Likwidacja zakładu pracy – słowem podsumowania
Jak widać, przepisy związane z likwidacją zakładu pracy przewidują pewne ułatwienia związane z rozwiązaniem stosunku pracy. Jest to zrozumiałe, biorąc pod uwagę, że likwidacja pracodawcy oznacza, że przestaje on istnieć i nie będzie w stanie dłużej zatrudniać pracowników. Nie oznacza to jednak, że pracownikowi nie przysługuje żadna ochrona czy też żadne prawa: zatrudnionemu należą się świadczenia z FGŚP, czy odszkodowanie za skrócenie okresu wypowiedzenia.
Pytania i odpowiedzi
Pracodawca musi wyrejestrować pracownika z ZUS, przekazać świadectwo pracy, rozliczyć się z urlopów, a jeśli zatrudnia więcej niż 20 pracowników – wypłacić im odprawy. Ponadto, przez 10 lat należy przechowywać dokumentację pracowniczą.
Odprawa należy się pracownikowi tylko w przypadku zwolnień grupowych dokonywanych przez podmioty zatrudniające więcej niż 20 pracowników. Jej wysokość zależy od długości stażu pracy pracownika.

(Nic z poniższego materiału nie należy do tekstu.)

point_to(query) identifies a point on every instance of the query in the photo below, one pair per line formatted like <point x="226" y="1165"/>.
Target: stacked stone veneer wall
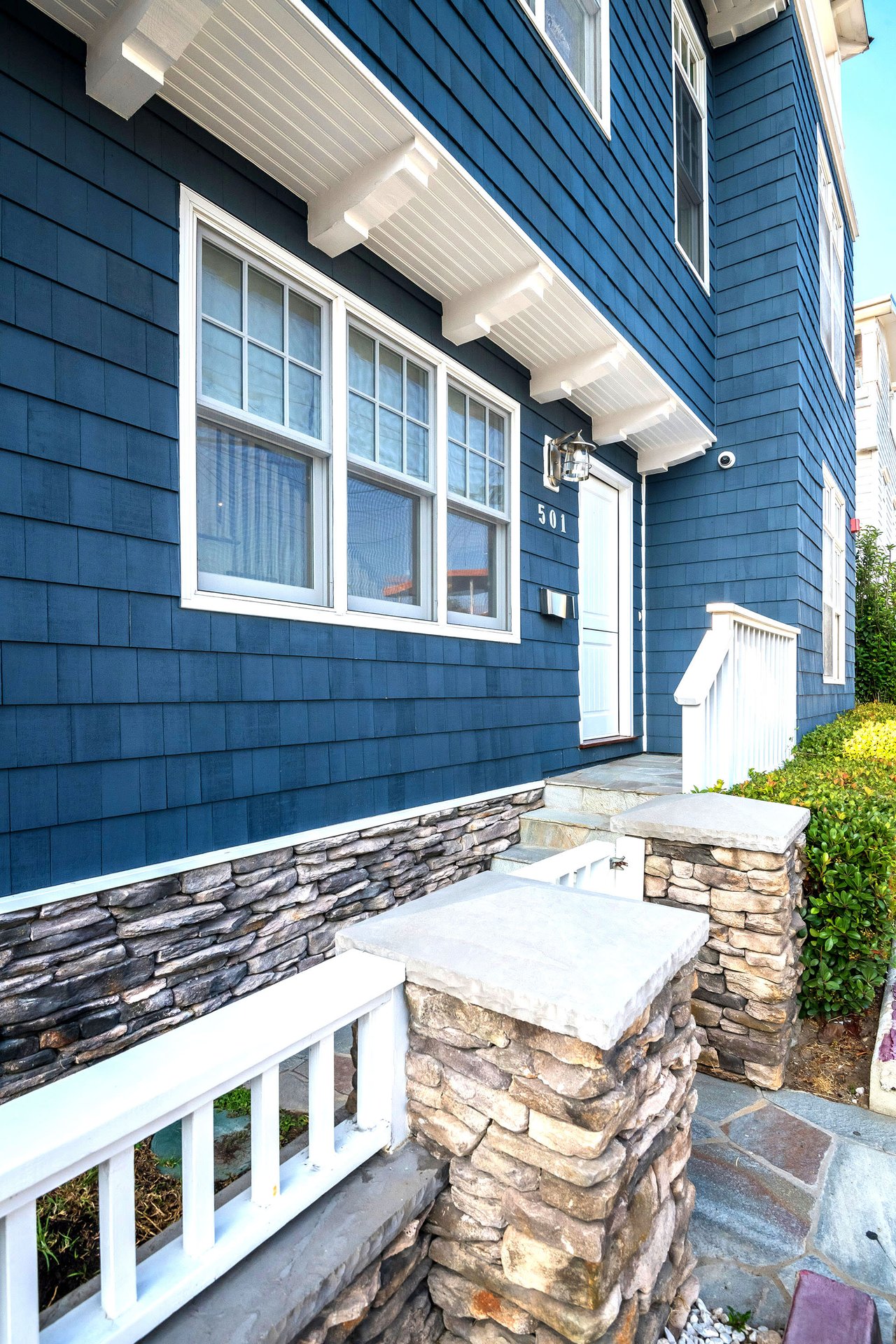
<point x="748" y="972"/>
<point x="567" y="1209"/>
<point x="388" y="1303"/>
<point x="86" y="977"/>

Likwidacja pracodawcy powoduje, że przepisy dotyczące ochrony osób w wieku przedemerytalnym, kobiet w ciąży, osób na urlopach macierzyńskich, ojcowskich, rodzicielskich czy adopcyjnych. Nie trzeba także konsultować się ze związkami zawodowymi w związku z zasadnością wypowiedzenia. W przypadku osób zatrudnionych na czas nieokreślony, okres wypowiedzenia może zostać skrócony z trzech do jednego miesiąca – jednak pracodawca musi wypłacić odprawę za pozostałe dwa miesiące.